Online Program

A review of the issues and sources used to estimate the annual number of HIV tests performed nationally

Monday, November 4, 2013

Karen Schneider, PhD, John Snow, Inc., Boston, MA
Jeanne Day, MPH, John Snow, Inc., Boston, MA
Jane Mezoff, DrPH, Program Evaluation Branch, Division of HIV/AIDS Prevention, CDC, Atlanta, GA
Gary Uhl, PhD, Division of HIV/AIDS Prevention; Program Evaluation Branch, Centers for Disease Control and Prevention, Atlanta, GA
Janet Heitgerd, PhD, Program Evaluation Branch, Division of HIV/AIDS Prevention, CDC, Atlanta, GA
Issues: A goal of the National HIV/AIDS Strategy is to reduce HIV incidence through expanded testing in healthcare and non-healthcare settings. Testing is critical to increasing the number of persons with known serostatus. Incomplete knowledge exists regarding the extent of HIV testing in the US. Description: CDC contracted with JSI to estimate the number of HIV tests conducted in the US by funding source (public vs. private) and setting. The advantages and disadvantages of nine approaches were explored including primary (surveying laboratories that conduct HIV testing) and secondary (market research, rapid test manufacturers, national surveys, and federal agency reports) data collection activities. For example, a laboratory survey is expensive and time-intensive; further, it is unknown if laboratories would respond and could provide payer and setting information. Market research data are specific to healthcare settings, and data use policies prevent reprinting data. National survey data are easily accessed, but provide information on number of people tested rather than number of tests. Data on publicly funded tests are available through national organization and federal agency reports. Lessons Learned: It is not currently feasible to precisely estimate the total number of HIV tests conducted in the US. The challenge lies in establishing the number of privately funded tests and rapid tests performed in non-healthcare settings. Recommendations: Specific recommendations are to: identify laboratories that conduct HIV testing, and survey a sample to gauge the feasibility of this option; and add questions to national surveys to obtain more specific data on test type and setting.

Learning Areas:

Conduct evaluation related to programs, research, and other areas of practice

Learning Objectives:
Describe the advantages and disadvantages of nine different approaches to developing a precise estimate of HIV testing in the US.

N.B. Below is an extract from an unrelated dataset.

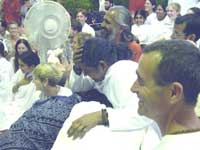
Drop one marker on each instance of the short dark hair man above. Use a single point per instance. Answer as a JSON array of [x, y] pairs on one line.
[[167, 87]]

Keyword(s): HIV/AIDS, Prevention

Presenting author's disclosure statement:

Qualified on the content I am responsible for because: I have served as a epidemiologic and statistical consultant on multiple federally funded projects focusing on HIV/AIDS prevention.
Any relevant financial relationships? No

I agree to comply with the American Public Health Association Conflict of Interest and Commercial Support Guidelines, and to disclose to the participants any off-label or experimental uses of a commercial product or service discussed in my presentation.